Florencia Oriolo
Estaba desesperada, otra vez caía en la misma historia de la decepción amorosa. Había hablado con cada uno de mis compañeros de Laguna Azul: chilenos, mexicanos, colombianos, hasta a la francesa me animé a pedirle un consejo ¡Con todo lo que dicen de Paris! Seguramente algo más que nosotros deben entender sobre el amor.
No sabía qué hacer, a quién recurrir, me habían roto el corazón por trigésima segunda vez en mis veintitantos años.
Fui al Don Bosco a comprar un pan dulce y me lo crucé a Fabián ¡qué mal te ves! me dijo, te invito a tomar once a la casa de un amigo, vamos, insistió, te va a hacer bien. Así fue que conocí a Lorenzo, un natalino con tonada porteña ¡qué espectáculo!
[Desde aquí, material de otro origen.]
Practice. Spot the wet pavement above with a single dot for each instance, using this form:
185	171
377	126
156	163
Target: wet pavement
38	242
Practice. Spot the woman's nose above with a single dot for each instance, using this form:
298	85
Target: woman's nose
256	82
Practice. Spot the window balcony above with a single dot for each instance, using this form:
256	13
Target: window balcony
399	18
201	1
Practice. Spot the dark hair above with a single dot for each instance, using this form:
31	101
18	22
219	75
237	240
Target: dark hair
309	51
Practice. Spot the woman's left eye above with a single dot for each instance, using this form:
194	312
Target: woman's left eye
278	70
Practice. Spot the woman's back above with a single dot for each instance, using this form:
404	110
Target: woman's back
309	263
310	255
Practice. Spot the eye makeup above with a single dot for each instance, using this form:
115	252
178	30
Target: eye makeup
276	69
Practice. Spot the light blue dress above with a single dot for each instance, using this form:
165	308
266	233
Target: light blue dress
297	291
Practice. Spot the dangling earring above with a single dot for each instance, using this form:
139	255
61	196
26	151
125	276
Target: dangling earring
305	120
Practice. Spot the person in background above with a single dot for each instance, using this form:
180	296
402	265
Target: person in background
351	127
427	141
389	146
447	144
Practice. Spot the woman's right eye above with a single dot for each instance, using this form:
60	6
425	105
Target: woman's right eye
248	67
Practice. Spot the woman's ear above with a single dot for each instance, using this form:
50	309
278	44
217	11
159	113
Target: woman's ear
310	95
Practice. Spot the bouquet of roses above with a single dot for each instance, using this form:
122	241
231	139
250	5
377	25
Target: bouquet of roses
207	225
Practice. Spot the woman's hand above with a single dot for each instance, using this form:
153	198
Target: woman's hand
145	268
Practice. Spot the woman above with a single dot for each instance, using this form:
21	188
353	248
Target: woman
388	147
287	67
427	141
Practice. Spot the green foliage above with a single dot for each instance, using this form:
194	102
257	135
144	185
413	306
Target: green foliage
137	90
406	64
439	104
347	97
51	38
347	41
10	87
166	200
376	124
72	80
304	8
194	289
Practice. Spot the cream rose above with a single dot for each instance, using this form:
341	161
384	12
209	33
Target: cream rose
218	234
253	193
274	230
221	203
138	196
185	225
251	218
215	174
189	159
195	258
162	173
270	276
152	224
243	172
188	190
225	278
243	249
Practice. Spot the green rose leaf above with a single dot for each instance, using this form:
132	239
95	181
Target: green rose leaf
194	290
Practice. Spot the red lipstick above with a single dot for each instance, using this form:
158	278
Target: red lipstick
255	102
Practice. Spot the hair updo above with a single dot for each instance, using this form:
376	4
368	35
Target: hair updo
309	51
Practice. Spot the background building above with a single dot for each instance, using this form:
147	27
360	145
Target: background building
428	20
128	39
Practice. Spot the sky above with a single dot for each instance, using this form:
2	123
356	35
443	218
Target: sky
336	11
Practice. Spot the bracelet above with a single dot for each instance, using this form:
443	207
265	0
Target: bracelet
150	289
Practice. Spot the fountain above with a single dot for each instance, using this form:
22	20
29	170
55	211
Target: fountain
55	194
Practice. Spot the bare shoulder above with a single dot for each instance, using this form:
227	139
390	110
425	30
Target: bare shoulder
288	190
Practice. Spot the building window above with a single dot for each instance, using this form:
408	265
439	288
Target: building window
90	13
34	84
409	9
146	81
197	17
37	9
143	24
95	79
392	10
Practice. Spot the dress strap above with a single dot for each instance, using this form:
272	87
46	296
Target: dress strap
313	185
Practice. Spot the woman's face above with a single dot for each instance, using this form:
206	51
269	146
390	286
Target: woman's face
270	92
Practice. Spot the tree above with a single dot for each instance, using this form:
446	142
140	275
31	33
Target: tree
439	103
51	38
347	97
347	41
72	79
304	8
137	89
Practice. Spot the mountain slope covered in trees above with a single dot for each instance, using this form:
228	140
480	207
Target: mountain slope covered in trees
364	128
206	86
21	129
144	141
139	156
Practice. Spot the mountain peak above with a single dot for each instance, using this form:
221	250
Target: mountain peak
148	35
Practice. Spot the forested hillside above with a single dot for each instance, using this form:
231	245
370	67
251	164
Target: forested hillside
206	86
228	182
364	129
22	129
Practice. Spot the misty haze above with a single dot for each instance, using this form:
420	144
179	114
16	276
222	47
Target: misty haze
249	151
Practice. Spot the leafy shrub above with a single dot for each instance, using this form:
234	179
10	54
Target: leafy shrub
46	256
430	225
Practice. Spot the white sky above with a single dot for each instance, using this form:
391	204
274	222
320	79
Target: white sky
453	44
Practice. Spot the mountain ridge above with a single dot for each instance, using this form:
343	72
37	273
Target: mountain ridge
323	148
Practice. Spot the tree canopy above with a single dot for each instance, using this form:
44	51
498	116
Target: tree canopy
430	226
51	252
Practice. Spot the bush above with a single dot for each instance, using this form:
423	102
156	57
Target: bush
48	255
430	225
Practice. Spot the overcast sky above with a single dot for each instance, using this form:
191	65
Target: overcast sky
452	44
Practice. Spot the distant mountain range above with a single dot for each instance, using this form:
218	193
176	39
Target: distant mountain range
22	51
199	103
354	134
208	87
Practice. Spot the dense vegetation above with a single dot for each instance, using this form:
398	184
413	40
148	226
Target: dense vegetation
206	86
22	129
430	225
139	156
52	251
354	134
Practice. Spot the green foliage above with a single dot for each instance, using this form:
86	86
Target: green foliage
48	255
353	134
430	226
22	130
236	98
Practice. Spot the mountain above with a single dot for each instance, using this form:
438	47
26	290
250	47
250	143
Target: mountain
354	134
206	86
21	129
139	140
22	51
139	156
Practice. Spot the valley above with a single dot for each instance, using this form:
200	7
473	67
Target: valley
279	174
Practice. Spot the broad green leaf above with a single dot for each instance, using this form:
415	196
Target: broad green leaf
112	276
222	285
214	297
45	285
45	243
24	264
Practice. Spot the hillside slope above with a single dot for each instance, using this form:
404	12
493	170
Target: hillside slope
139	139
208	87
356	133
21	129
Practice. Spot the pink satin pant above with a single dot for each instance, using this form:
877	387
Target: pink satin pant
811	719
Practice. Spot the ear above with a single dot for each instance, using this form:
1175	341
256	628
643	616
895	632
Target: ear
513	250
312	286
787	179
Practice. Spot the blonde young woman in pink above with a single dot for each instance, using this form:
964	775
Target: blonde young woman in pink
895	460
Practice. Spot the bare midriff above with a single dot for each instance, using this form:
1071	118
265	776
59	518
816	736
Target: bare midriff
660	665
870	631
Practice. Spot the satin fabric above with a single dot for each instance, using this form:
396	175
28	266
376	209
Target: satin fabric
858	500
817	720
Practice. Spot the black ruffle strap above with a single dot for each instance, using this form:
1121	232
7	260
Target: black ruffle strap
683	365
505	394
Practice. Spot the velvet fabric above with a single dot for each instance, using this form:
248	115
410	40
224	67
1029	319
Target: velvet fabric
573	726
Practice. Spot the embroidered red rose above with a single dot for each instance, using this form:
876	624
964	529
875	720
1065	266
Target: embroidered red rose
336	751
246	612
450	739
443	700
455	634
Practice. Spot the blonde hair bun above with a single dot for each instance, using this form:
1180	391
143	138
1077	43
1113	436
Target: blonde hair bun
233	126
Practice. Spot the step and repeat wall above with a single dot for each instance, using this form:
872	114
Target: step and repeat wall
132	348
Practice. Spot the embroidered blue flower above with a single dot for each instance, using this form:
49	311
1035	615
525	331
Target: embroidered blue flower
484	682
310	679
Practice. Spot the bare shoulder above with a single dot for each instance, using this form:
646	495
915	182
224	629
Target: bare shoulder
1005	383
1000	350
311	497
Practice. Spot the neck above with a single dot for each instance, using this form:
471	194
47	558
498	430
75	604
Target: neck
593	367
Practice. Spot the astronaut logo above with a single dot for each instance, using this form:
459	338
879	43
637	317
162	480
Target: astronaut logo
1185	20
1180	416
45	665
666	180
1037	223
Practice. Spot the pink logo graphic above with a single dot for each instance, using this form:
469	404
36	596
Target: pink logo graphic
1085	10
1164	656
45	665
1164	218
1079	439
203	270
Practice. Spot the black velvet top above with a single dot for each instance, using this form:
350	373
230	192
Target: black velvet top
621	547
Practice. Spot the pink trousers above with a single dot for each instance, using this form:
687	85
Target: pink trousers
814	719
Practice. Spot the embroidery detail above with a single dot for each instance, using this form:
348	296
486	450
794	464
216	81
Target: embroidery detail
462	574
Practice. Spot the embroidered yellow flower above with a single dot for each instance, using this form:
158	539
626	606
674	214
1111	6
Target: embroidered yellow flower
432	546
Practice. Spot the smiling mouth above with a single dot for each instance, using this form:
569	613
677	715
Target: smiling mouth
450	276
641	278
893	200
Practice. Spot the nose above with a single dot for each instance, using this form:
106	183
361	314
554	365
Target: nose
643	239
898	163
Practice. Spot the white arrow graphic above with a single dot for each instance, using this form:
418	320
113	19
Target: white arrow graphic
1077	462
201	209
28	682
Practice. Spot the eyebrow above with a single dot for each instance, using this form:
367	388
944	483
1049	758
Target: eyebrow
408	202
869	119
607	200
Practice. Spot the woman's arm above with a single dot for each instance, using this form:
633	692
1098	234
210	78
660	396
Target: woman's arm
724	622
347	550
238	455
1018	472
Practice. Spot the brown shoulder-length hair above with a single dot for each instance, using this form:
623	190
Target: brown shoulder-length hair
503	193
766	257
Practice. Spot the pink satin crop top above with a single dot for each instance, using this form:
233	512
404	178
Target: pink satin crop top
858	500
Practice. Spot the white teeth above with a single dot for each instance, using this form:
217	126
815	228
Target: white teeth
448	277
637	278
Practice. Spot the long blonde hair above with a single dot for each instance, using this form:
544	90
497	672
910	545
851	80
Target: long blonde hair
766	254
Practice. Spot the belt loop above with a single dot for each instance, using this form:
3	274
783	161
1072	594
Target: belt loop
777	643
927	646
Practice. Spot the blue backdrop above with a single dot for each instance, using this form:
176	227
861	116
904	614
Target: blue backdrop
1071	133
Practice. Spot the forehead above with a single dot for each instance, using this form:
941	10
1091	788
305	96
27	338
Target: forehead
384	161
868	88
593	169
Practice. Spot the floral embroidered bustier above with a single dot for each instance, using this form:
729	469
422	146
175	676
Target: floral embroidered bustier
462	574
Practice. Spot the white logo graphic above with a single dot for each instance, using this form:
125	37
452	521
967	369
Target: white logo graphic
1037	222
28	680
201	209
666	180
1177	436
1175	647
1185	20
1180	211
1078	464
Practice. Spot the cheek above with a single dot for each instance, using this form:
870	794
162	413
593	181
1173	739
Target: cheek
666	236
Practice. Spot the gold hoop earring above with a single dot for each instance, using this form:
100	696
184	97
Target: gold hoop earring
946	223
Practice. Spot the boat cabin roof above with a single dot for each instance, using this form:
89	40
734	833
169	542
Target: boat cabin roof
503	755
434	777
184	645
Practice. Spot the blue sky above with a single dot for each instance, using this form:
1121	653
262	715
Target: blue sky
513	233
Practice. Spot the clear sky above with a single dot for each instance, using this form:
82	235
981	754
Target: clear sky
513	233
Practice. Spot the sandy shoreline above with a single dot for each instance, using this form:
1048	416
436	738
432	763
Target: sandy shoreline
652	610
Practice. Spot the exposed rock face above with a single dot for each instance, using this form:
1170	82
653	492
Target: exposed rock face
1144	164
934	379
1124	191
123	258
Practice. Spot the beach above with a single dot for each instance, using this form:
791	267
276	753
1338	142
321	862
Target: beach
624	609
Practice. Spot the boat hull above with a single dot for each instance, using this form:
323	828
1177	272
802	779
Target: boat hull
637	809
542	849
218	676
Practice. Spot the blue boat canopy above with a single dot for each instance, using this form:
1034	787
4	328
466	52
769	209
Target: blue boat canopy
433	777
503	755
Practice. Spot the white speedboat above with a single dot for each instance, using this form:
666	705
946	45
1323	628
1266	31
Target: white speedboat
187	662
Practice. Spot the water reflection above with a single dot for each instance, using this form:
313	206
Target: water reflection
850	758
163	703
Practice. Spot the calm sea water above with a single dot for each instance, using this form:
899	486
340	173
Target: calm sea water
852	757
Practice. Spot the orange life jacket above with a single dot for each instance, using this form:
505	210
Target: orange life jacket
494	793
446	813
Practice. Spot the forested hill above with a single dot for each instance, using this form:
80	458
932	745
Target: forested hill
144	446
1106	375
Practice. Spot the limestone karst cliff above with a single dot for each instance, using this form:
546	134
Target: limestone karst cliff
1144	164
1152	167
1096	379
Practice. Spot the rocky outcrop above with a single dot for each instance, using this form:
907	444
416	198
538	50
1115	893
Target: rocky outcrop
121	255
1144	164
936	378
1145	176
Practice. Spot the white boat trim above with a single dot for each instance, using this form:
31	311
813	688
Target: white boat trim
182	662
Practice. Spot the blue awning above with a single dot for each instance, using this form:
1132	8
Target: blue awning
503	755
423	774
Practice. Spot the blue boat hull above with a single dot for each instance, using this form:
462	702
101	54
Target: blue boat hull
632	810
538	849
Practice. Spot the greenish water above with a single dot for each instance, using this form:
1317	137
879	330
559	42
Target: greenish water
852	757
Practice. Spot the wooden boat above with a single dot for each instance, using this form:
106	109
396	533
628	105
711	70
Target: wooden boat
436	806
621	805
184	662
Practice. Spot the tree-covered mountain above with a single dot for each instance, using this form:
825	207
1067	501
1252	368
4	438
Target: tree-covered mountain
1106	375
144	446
Tomamos café y hablamos durante horas sobre diversos temas, Buenos Aires, Boston, El Calafate, las Torres del Paine, Natales, su gente, sus casas y ventanas. Me preguntó: ¿Te diste cuenta la cantidad de cosas que se ofrecen en las vidrieras de las casas? Objetos antiguos en venta, anuncios con faltas de ortografía muy graciosos, servicios varios de todo tipo. Lorenzo me explicó que es una forma de comercio típica en Puerto Natales, una costumbre local que surgió el siglo pasado.
También le conté de mi pena, el último hombre me duró seis meses, todo un logro, nunca había estado tanto tiempo con la misma persona. Teníamos planes de viajar, de ir al Machu Picchu el próximo verano, pero de un día para el otro, me dejó sin más, se fue, se cansó. El cobarde me mandó un mensaje por Facebook, que me echaba de menos, pero prefería ir solo al maldito Machu Picchu.
Lorenzo me escuchó, secó mis lágrimas y brindó su comprensión. Nos despedimos hasta la próxima con un fuerte abrazo, tomé la calle Libertad para volver al centro y pensé que el mundo no se había terminado. Que había conocido un nuevo amigo y caminé observando las ventanas del pueblo. Tal vez podría colocar mi corazón en una de ellas, creo que a mitad de precio, algún trigésimo tercero se lo querrá llevar.